Feb 13, 2014

A New Game Plan

Story by André Coleman, Pasadena Weekly

On Monday, the Pasadena City Council began a process designed to take any possibility of the NFL playing in the Rose Bowl off the table and introduced a possible “third tenant” in the form of concerts.   

The council voted unanimously to increase the number of displacement events — an event with an expected attendance of 24,000 people or more — from 12 to 18. The council also made it clear that the city will not enter into any agreement that would allow the NFL to use the stadium as a temporary home in 2014.

“The Rose Bowl is actively considering opportunities that have come in since the first of the year for music events and a soccer game and this gives us the opportunity to defer any consideration of the NFL for 2014,” said Mayor Bill Bogaard.” The goal here is to develop a program of activities that work for the neighbors and reduce the need to even consider the NFL.”

When asked if the increase in displacement events was the beginning of a process to eliminate any possibility of a team playing in the Rose Bowl, Bogaard said, “Yes, if things can come together on some new tenant or activity that is reliable. The goal is to go down that path and no longer consider the NFL.”

The Rose Bowl has long been talked about as a possible temporary home for a professional team relocating to Los Angeles while a permanent stadium was being built somewhere in Los Angeles County. The chance of that happening seemed to have improved earlier this year when a judge threw out a lawsuit filed by homeowners alleging that the city’s environmental impact report (EIR) on bringing a pro team to Pasadena did not accurately study the impacts of the additional traffic and noise. 

Last month, the NFL confirmed that St. Louis Rams owner Stan Kroenke had purchased a 60-acre tract of land in Inglewood, near the site of Hollywood Park, which has been closed to make way for residential development. The Rams left Anaheim for St. Louis in 1995 and the Oakland Raiders left Los Angeles a year later, leaving the NFL without a football team in the second biggest television market in the country.

The Rams’ current lease with the Edward Jones Dome contains an escape clause that will kick in at the end of the 2014 season. According to ESPN, if the stadium hasn’t been upgraded to one of the eight best venues in the NFL before that time, the Rams’ lease will then become a year-to-year proposition.

Rose Bowl General Manager Darryl Dunn has said repeatedly that no formal negotiations took place between the city and the league, but Councilman Victor Gordo, who sits on the Rose Bowl Operating Committee (RBOC) and serves as the liaison between the city and the Rose Bowl, said that the displacement events only address 2014’s possibility of an NFL team at the Rose Bowl, and added the right thing to do is to continue pursuing alternatives that build harmony between the stadium and the residents living in the Lower Arroyo.

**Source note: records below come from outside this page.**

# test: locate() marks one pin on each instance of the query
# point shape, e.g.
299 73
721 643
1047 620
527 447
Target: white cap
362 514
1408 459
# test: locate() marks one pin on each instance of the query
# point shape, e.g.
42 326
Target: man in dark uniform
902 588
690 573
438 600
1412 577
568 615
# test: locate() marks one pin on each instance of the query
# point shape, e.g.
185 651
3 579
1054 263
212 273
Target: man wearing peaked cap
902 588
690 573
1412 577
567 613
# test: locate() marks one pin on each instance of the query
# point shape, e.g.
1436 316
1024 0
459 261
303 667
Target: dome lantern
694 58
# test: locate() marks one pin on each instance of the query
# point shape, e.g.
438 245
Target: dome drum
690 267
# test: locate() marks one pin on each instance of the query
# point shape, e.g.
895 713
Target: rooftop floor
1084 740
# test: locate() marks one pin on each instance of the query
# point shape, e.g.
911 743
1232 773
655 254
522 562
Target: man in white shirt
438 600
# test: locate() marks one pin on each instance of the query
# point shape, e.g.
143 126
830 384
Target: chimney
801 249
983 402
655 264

“Rather than have the NFL go the way of the 710 [Freeway connector proposal] and remain a question that continues to divide this community, the responsible thing to do is pursue alternatives and see if there is a viable solution,” Gordo said.  

The vote to increase the number of events comes less than a week after the council voted to revamp its contract with the RBOC to increase communication between the stadium and the council. The new contract includes recommendations for three reports a year from the RBOC to the council and new policies for managing large events.

The RBOC has been battling for more than a decade to bring the financially troubled Rose Bowl into the black. In 2005, the council was split on entering negotiations with the NFL to bring a permanent team to the stadium, but later voted against it. The move prompted then-Councilman Chris Holden, now a member of the state Assembly, to take the issues to the voters who overwhelmingly defeated the measure when 84 percent of voters.

Despite the legal fight waged by neighbors to keep the NFL out of the Lower Arroyo, residents seem willing to allow more high-density events, even though they would also bring more cars and noise into their neighborhoods. 

“The neighborhood does not seem bent out of shape,” said Councilman Terry Tornek. “There are a lot of positive aspects to this. We have some serious moneymakers, including the group One Direction coming in for three shows. That is huge. I think it is a good test drive for what the Rose Bowl Operating Committee is calling a third tenant. You have the Tournament of Roses, UCLA and the third tenants would be concerts.”

Boy band One Direction has taken the music world by storm. Fans purchased 300,000 tickets in one day after the group announced dates for its 100-show concert tour sold in 2012, including a six-date sell-out of the 20,000-seat O2 Arena in London, which holds substantially less people than the Rose Bowl. 

Other events scheduled for this year include an international soccer match in July, which is expected to attract 70,000 people, according to a staff report.  Later this year, the stadium will also host Autism Speaks, an awareness event which in the past has been attended by more than 40,000 people. In addition, the stadium will once again host AmericaFest, the biggest Independence Day celebration on the West Coast.

“If you are dead set against the Rose Bowl [being used by the NFL] this is a good thing,” Tornek said. “I think it could be a good conversation to say ‘OK, no more NFL and what can we do for the Arroyo?’ The big picture is the Arroyo and that is what we need to figure out; how to manage the Arroyo.